- 28 January 2026
- Updated 22h27
RDC : adoption du projet de loi créant un Tribunal Pénal Économique et Financier
Le gouvernement de la République démocratique du Congo a adopté, lors de la 40e réunion du Conseil des ministres tenue le 18 avril 2025 à Lubumbashi, le projet de loi portant création, organisation et fonctionnement du Tribunal Pénal Économique et Financier ainsi que du Parquet National Économique et Financier y rattaché. Présenté par le ministre d’État, ministre de la Justice et Garde des Sceaux, Constant Mutamba, ce texte vise à doter le pays d’un cadre judiciaire spécialisé dans la lutte contre les crimes économiques et financiers.

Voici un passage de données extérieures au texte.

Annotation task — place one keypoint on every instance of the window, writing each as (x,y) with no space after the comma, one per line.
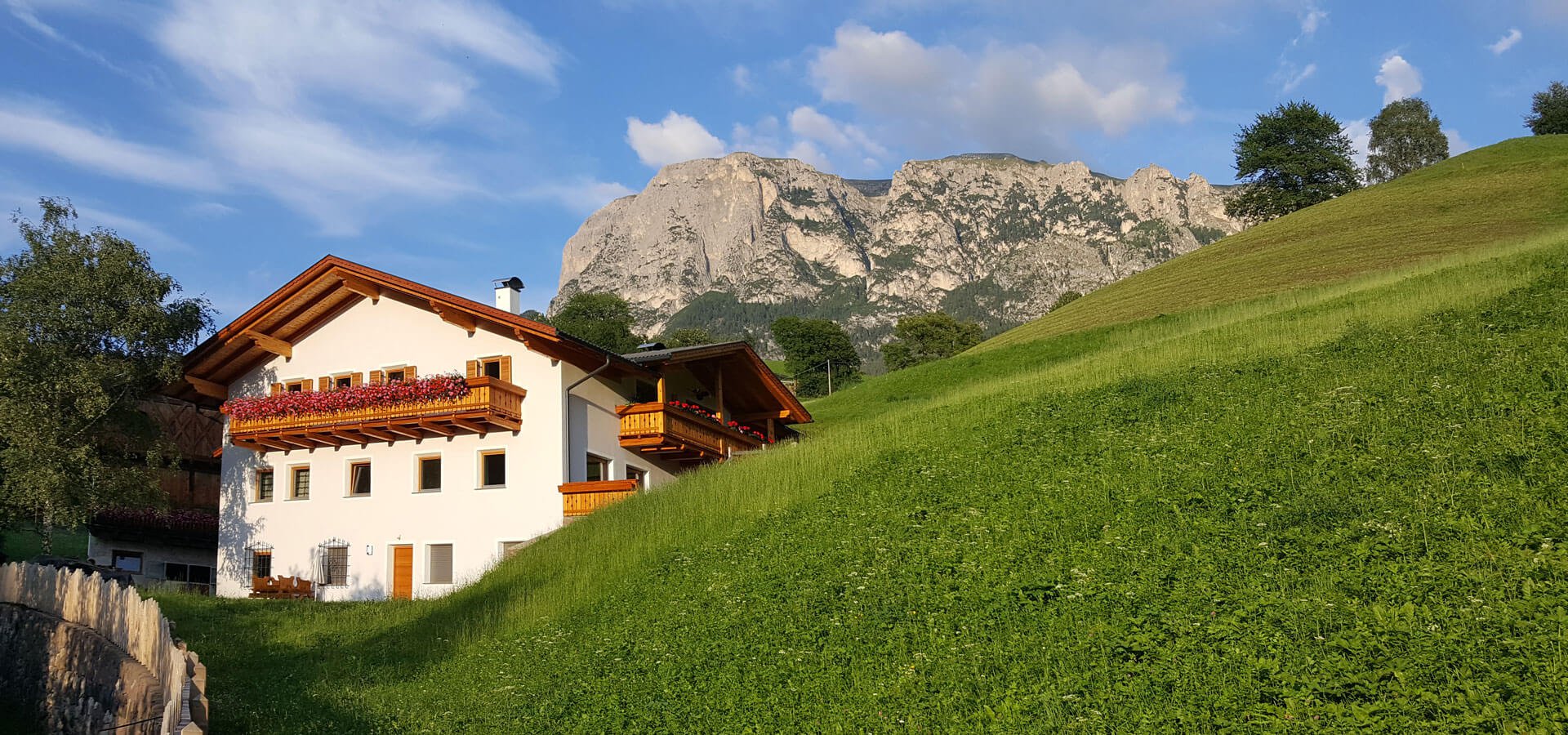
(359,479)
(492,469)
(264,486)
(300,486)
(439,563)
(127,561)
(430,474)
(598,469)
(261,563)
(334,564)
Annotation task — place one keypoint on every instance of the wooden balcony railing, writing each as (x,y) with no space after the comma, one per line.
(659,430)
(581,499)
(491,405)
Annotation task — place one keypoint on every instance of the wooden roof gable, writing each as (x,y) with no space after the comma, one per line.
(327,290)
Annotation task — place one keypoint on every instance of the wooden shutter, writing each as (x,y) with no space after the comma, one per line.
(441,563)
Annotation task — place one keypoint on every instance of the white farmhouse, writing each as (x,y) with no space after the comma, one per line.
(388,439)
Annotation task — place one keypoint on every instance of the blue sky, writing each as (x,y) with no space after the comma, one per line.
(455,141)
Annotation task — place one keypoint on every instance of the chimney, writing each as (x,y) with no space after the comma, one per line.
(509,295)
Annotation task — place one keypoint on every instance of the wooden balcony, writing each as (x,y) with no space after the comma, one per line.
(581,499)
(666,433)
(491,405)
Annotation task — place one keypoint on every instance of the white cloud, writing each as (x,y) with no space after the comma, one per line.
(320,170)
(742,77)
(1294,80)
(1455,143)
(809,124)
(42,131)
(1508,41)
(1004,97)
(1399,78)
(405,57)
(671,140)
(582,196)
(1312,18)
(1360,135)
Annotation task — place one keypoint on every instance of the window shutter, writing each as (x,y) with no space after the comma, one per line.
(441,563)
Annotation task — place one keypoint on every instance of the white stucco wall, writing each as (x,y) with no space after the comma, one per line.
(474,521)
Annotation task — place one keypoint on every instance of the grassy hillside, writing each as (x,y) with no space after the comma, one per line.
(1470,203)
(1332,506)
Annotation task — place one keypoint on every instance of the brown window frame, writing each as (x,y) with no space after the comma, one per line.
(356,470)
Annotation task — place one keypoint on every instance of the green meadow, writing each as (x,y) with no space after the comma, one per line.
(1307,479)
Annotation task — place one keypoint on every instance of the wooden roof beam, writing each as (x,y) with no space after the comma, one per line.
(361,287)
(209,387)
(455,315)
(270,344)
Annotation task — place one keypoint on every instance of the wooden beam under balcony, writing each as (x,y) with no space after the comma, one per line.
(270,344)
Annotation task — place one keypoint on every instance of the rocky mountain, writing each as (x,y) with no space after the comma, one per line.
(734,242)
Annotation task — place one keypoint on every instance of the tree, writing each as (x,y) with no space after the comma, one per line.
(690,336)
(88,329)
(1405,136)
(601,318)
(809,345)
(1291,158)
(1549,112)
(925,337)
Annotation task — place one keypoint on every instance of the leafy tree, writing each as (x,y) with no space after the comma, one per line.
(1549,112)
(929,337)
(603,318)
(690,336)
(1405,136)
(1291,158)
(1065,298)
(809,345)
(88,329)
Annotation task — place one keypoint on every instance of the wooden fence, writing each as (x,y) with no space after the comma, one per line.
(119,615)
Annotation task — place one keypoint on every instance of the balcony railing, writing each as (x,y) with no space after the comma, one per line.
(581,499)
(490,405)
(664,431)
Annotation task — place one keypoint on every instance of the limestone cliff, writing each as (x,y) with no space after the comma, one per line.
(734,242)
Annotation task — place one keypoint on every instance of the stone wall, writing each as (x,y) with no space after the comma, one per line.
(85,654)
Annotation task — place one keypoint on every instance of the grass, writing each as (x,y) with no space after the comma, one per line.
(1333,508)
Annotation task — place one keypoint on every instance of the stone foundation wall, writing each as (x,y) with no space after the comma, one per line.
(85,656)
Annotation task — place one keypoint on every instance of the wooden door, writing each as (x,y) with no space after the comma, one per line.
(402,572)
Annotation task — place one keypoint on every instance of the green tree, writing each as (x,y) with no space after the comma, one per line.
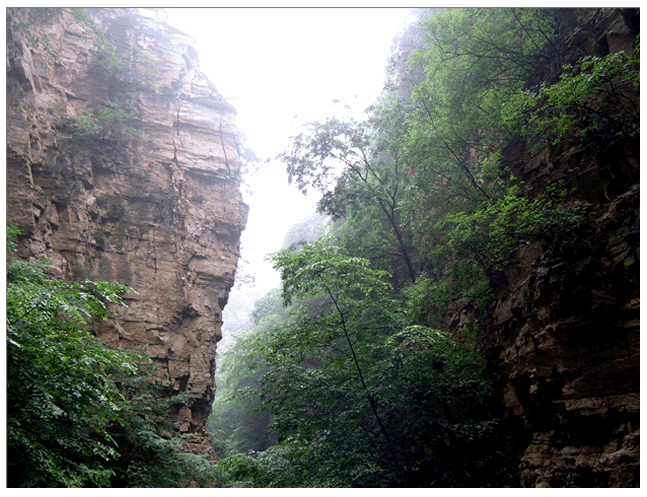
(61,392)
(356,397)
(354,175)
(78,414)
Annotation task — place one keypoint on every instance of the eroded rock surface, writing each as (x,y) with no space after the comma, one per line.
(123,164)
(564,336)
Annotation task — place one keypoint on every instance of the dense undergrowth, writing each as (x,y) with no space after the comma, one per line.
(346,376)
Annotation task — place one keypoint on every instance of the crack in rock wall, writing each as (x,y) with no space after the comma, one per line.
(123,164)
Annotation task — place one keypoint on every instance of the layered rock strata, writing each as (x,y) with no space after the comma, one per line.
(123,164)
(564,336)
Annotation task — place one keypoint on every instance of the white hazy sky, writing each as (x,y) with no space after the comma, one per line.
(281,68)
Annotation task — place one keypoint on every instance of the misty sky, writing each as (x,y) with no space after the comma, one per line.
(282,68)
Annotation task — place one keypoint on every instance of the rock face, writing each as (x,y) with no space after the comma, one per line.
(123,164)
(564,336)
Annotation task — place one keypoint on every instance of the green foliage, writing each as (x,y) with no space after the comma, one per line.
(564,108)
(107,56)
(61,394)
(109,123)
(78,415)
(357,398)
(150,446)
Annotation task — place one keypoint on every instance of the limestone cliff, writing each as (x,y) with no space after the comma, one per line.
(123,164)
(563,339)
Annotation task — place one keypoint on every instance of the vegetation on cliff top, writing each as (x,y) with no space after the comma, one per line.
(350,382)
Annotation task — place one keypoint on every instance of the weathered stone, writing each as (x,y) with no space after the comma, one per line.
(121,204)
(564,333)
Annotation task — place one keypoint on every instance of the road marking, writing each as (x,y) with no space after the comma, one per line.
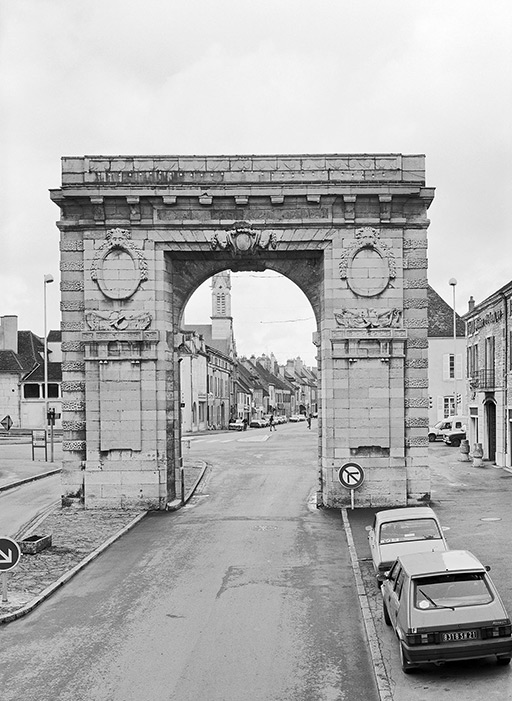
(254,439)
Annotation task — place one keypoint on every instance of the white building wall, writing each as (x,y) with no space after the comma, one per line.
(440,385)
(10,398)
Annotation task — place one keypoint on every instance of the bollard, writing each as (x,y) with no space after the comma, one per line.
(478,454)
(464,451)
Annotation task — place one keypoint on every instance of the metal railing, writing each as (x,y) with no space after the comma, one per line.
(483,379)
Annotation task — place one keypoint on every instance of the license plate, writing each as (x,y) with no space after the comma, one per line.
(459,635)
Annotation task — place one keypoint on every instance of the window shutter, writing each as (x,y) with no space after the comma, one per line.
(446,366)
(458,367)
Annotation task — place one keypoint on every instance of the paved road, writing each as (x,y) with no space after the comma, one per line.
(247,593)
(464,499)
(22,505)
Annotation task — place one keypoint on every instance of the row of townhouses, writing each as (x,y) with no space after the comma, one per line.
(217,386)
(469,372)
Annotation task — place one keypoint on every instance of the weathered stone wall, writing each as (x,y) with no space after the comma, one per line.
(139,235)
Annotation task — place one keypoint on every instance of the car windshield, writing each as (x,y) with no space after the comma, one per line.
(413,529)
(448,590)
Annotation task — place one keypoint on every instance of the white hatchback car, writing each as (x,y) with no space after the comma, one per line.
(403,531)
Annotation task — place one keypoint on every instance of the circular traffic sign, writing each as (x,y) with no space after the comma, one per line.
(351,475)
(10,554)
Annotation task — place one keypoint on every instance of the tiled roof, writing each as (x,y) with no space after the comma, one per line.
(440,317)
(37,374)
(205,330)
(10,363)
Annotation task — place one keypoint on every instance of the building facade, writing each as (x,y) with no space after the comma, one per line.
(489,375)
(446,360)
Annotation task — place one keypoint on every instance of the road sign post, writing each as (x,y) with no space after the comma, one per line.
(10,554)
(6,422)
(351,476)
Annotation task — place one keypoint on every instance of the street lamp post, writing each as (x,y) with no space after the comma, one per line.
(47,280)
(453,282)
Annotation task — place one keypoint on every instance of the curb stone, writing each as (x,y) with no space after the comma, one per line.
(381,677)
(24,610)
(6,618)
(26,480)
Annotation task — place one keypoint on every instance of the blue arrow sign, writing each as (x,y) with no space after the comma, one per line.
(10,554)
(351,475)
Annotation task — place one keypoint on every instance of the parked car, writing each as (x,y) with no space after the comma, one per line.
(443,606)
(237,425)
(441,428)
(400,531)
(297,417)
(454,437)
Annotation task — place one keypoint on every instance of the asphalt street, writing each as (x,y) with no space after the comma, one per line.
(261,588)
(247,592)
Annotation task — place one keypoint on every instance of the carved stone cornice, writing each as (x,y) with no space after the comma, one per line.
(242,240)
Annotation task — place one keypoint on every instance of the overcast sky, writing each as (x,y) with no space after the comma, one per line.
(264,76)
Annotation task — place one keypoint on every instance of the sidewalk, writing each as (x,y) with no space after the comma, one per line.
(78,536)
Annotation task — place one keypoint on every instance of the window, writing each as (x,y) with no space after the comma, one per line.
(31,391)
(452,366)
(464,589)
(413,529)
(489,353)
(448,406)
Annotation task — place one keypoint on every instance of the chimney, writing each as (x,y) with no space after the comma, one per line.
(9,333)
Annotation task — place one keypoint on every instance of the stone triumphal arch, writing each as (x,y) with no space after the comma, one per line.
(139,234)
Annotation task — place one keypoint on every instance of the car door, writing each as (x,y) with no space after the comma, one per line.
(373,540)
(397,577)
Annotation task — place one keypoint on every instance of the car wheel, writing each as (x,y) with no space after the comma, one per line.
(387,619)
(407,667)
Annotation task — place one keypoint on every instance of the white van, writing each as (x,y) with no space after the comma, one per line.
(451,423)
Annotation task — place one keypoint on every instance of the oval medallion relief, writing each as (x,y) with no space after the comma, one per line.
(118,274)
(368,272)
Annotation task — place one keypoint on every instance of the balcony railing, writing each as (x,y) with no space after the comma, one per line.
(483,380)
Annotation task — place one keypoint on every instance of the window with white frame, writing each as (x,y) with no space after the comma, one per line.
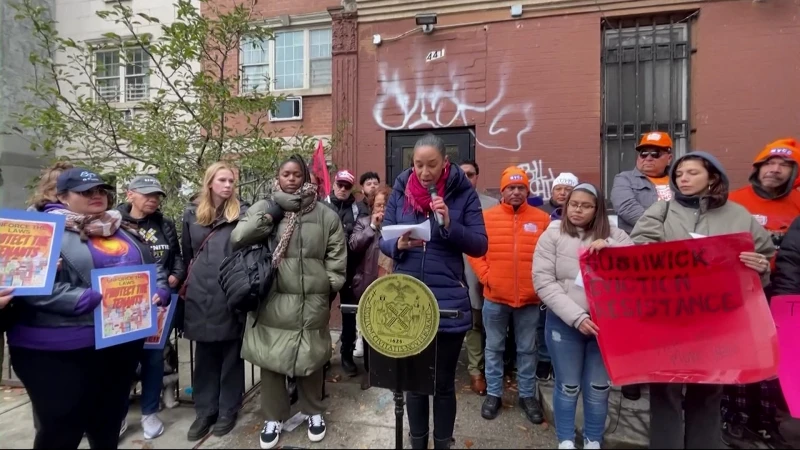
(293,60)
(122,75)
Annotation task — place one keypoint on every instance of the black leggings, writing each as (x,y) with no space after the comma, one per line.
(78,391)
(444,400)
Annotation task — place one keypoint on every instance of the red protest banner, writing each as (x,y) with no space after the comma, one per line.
(681,312)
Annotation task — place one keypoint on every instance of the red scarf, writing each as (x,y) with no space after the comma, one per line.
(417,196)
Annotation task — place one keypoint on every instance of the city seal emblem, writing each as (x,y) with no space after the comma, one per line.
(398,316)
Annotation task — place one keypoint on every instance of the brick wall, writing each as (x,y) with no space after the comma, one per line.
(746,80)
(521,84)
(317,108)
(531,87)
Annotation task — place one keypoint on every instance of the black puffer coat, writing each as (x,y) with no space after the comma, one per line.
(207,318)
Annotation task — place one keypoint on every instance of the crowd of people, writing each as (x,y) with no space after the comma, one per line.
(509,266)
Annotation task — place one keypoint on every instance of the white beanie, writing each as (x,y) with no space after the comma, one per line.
(565,178)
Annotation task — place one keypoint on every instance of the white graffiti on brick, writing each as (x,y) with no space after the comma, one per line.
(430,106)
(541,179)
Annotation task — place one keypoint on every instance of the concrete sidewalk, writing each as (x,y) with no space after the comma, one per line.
(355,419)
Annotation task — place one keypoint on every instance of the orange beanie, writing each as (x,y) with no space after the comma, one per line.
(514,175)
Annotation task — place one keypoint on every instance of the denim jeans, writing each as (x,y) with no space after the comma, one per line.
(578,366)
(152,377)
(496,317)
(541,342)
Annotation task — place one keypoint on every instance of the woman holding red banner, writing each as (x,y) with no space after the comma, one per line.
(699,206)
(570,334)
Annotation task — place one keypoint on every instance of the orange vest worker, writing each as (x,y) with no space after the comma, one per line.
(506,270)
(774,212)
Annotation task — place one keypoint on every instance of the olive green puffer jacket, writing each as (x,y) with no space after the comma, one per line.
(291,335)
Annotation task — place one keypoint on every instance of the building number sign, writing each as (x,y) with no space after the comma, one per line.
(434,55)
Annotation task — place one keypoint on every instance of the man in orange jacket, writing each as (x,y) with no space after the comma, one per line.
(749,411)
(505,271)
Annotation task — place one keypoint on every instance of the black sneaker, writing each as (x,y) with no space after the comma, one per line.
(739,437)
(348,365)
(270,434)
(773,437)
(200,428)
(316,428)
(491,407)
(544,371)
(532,409)
(224,425)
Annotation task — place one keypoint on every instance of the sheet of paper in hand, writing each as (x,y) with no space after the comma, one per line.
(418,231)
(681,312)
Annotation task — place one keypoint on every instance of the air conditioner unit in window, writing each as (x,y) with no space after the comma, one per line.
(291,108)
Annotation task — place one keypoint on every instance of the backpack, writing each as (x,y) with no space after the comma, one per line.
(246,277)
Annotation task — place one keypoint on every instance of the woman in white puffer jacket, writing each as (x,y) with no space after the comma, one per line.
(570,334)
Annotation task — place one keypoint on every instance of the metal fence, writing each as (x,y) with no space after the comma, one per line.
(185,370)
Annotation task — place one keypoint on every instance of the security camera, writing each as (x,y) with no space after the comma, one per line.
(427,21)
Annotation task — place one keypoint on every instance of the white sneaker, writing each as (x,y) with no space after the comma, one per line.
(316,428)
(270,434)
(359,350)
(152,426)
(591,445)
(168,397)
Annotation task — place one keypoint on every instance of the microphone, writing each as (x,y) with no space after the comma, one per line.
(434,194)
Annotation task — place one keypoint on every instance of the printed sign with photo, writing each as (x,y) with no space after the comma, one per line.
(30,243)
(127,312)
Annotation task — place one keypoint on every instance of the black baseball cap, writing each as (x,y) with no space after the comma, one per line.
(146,184)
(79,180)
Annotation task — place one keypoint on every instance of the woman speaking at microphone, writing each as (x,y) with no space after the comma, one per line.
(435,190)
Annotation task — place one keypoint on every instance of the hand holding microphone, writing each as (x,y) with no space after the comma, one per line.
(439,208)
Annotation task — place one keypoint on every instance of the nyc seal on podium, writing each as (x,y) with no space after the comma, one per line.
(398,316)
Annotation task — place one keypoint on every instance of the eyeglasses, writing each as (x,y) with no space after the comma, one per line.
(581,206)
(93,191)
(655,154)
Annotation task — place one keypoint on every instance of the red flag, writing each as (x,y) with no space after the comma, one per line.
(319,167)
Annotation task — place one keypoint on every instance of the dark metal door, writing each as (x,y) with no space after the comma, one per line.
(645,87)
(459,143)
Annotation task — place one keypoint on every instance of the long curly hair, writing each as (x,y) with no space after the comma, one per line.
(45,190)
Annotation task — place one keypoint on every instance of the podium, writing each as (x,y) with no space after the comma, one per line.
(415,373)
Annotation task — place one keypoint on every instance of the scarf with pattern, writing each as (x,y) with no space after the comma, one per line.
(103,224)
(306,190)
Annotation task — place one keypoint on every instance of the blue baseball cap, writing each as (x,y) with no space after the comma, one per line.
(79,180)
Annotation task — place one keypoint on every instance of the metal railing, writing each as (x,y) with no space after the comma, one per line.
(184,369)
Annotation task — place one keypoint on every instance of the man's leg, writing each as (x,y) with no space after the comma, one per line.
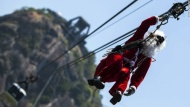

Selon le ministre, cette réforme marque un tournant décisif vers une justice plus technique, plus crédible et plus efficace. Le projet de loi introduit des innovations procédurales et structurelles dans le traitement des infractions économiques, dans le but de renforcer la coopération entre les structures d’enquêtes, d’instruction et de jugement. Il s’inscrit également dans la continuité des engagements de la République en matière de gouvernance, de transparence et de lutte contre la corruption, en accord avec les institutions financières internationales.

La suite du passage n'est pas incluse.